On completion of the course the student should have the following learning outcomes defined in terms of knowledge, skills and general competence:
- has understanding of the use of potential vorticity thinking to diagnose and interpret atmospheric flow and instabilities
- has learned the basics of wave-mean-flow interactions, wave breaking, and the Eliassen-Palm flux
- is able to describe and discuss different types of baroclinic instability using quasi-geostrophic theory
- can derive and use dispersion relations for gravity and planetary waves
- can formulate and solve advanced problems in the quasi-geostrophic framework
- can write a computer code to solve numerical problems and to visualize the results
- can present and defend scientific results in front of a group
- is able to develop ideas for analytical and (to some extent) numerical solutions to a problem
- is able to formulate problems in a physical and mathematical framework
- is able to give presentations and defend own ideas in front of a group
Required Previous Knowledge
Credit Reduction due to Course Overlap
GEOF330: 5 ECTS
Access to the Course
Access to the course requires admission to a master's programme at The Faculty of Mathematics and Natural Sciences.
Teaching and learning methods
The teaching is given as lectures with discussions and as group exercises.
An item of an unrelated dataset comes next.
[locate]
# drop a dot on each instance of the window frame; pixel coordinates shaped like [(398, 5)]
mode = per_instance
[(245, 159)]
Compulsory Assignments and Attendance
Regular attendance at the lectures and exercises, including presentation of own solutions and scientific papers. Must have attended the written mid-term exam and taken part in the student presentation in order to take the final exam. (Valid for two semesters, including the semester the mandatory activities are approved.)
Forms of Assessment
The forms of assessment are:
- Mid-term exam, counts 20 per cent of the final grade
- Presentation of scientific articles, counts 20 per cent of the final grade
- Final exam, oral, 45 minutes. Counts 60 per cent of the final grade and must be passed
Examination Support Material
The grading scale used is A to F. Grade A is the highest passing grade in the grading scale, grade F is a fail.
Examination both spring semester and autumn semester. In semesters without teaching the examination will be arranged at the beginning of the semster.
The reading list will be available within June 1st for the autumn semester and Decenber 1st for the spring semester
The course will be evaluated by the students in accordance with the quality assurance system at UiB and the department.
The Programme Committee is responsible for the content, structure and quality of the study programme and courses.